Capítulo III - Os Irmãos Mimieux e a Exploração do Local


Pela manhã, o estranho Frederico Mimieux percebeu que não mais precisava de óculos, e o deixou embaixo da cama branca, único móvel daquele quarto enorme e semi-vazio, exceto por uma pequena prateleira contendo discos antigos, livros e estatuetas de porcelana. Levantou-se, caminhou até a porta e abriu-a. Mia jogava Super Mario no computador enquanto o som de lenha sendo cortada vinha alto do lado de fora, do centro da clareira. Todas as janelas estavam abertas, desde as da cozinha até as dos quartos. As portas escancaradas para o sol cinzento da montanha, um sol que nunca chegava realmente àquela clareira estranha e silenciosa. Um almoço improvisado cozinhava a fogo alto.
Frederico foi para fora.
Para encarar a beleza etérea, muda e estranha daquela floresta de pinheiros silenciosa e apavorante. Agora que estava claro, era possível ver os raios dourados do sol atravessando em lâminas as folhagens espaças das árvores. O musgo reinava nas rochas maiores que rodeavam a clareira, trepadeiras famintas disputavam os troncos grossos para ver quem chegava primeiro ao topo da sua árvore. Pequenos insetos se faziam presentes agora, insetos quase imperceptíveis, como uma joaninha minúscula pousada numa flor amarela daquelas que florescem pela manhã e morrem ao meio-dia, uma borboleta cor de pão que cruzava o local solene e uma jacinta amarela descansando numa fina tira de capim. O cascalho reclamão gritou à pressão dos pés de Fred ao chão.

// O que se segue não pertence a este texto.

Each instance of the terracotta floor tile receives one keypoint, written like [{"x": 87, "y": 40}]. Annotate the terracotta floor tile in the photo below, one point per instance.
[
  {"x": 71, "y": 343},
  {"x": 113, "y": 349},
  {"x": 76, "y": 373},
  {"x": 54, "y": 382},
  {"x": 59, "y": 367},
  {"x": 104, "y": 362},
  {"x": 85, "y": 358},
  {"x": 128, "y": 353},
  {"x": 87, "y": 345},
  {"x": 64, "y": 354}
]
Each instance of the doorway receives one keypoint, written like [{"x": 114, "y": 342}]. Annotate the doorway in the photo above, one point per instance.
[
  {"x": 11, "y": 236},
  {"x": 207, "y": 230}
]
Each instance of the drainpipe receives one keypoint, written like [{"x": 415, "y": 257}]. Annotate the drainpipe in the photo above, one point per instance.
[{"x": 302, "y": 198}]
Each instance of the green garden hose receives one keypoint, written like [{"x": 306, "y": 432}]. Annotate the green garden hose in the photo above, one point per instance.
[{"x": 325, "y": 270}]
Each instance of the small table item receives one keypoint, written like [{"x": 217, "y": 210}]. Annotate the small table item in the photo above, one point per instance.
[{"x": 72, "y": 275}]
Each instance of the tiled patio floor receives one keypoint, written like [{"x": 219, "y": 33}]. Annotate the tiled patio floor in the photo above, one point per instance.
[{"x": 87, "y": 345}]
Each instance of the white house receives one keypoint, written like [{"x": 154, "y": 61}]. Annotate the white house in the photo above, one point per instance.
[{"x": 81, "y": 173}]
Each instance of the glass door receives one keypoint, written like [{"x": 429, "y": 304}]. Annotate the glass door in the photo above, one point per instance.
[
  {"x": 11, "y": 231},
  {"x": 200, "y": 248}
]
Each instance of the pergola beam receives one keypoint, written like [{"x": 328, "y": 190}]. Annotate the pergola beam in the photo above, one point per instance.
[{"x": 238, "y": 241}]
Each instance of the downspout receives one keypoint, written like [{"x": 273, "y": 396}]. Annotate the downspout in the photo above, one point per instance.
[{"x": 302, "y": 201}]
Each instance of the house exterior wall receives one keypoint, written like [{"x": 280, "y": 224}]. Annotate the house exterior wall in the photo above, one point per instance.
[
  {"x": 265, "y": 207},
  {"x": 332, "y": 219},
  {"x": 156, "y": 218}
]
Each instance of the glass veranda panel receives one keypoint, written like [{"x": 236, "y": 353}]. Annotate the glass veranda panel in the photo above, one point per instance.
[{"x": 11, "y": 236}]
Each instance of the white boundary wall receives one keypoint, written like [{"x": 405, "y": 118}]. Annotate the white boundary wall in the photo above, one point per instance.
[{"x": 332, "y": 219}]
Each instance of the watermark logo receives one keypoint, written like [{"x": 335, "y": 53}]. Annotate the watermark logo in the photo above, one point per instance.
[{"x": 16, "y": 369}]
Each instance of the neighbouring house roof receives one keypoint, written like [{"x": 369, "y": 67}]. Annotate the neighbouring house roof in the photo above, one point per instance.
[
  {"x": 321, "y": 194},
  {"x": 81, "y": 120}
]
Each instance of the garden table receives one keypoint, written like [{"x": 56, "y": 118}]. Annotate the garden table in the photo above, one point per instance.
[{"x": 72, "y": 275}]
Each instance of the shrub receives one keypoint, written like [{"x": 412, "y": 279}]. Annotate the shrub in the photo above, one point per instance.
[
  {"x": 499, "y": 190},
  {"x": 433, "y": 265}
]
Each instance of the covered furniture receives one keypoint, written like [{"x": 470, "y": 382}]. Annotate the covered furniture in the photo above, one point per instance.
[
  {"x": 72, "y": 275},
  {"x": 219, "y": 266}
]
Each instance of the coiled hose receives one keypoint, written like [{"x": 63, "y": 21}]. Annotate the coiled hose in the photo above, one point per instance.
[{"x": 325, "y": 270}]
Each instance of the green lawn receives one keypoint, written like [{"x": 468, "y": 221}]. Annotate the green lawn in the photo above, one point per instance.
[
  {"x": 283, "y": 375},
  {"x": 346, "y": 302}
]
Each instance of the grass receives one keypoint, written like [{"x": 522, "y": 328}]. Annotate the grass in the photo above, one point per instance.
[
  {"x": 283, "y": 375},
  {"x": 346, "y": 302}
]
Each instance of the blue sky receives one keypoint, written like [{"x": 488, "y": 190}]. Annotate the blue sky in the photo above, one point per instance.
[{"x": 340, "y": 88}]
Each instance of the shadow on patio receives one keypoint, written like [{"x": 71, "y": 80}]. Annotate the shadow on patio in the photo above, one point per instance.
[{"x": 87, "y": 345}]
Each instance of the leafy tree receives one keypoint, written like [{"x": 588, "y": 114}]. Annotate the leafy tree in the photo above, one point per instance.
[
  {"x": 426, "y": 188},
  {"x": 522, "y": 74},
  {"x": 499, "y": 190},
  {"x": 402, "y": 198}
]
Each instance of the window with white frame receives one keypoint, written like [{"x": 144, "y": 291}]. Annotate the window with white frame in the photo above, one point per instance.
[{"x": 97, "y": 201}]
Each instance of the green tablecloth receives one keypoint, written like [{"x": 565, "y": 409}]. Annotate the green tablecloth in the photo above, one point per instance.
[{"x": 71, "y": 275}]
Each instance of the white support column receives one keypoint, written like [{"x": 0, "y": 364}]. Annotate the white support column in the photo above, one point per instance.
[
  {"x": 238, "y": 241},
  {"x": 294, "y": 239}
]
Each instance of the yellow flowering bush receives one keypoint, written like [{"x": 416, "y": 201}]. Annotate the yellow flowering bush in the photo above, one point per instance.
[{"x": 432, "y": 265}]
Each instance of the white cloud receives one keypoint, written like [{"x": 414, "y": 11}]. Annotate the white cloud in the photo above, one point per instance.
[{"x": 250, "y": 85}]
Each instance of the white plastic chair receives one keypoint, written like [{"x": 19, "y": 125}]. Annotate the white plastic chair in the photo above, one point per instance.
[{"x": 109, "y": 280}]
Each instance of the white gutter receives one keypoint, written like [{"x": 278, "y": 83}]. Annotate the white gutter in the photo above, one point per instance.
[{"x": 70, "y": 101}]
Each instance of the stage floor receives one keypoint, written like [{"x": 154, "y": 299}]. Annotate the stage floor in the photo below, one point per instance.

- Bom dia pai. – disse Fred, ainda sonolento, bocejando. Fazia muito frio lá fora.
- Bom dia Fred, já tomou o café? – uma pobre lenha foi cortada ao meio.
- Ainda não...
- Então é melhor tomar, vou aproveitar que estão aqui para levá-los a ver algumas coisas...
O pai dos Mimieux entrou no casebre, levou os garotos para a mesa do café e os fez engolir mais algumas bolachas, goles de achocolatado e sanduíches de patê e alface. Frederico tomou um banho dos pés à cabeça. A água ali era quentinha apesar do frio. O pai dos garotos não perdeu muito tempo explicando como a eletricidade chegava até ali sem cabos de cobre e outros postes condutores, nem perdeu muito tempo explicando de onde vinha a água. Segundo ele, escavou várias vezes ao redor e não encontrou encanamento algum.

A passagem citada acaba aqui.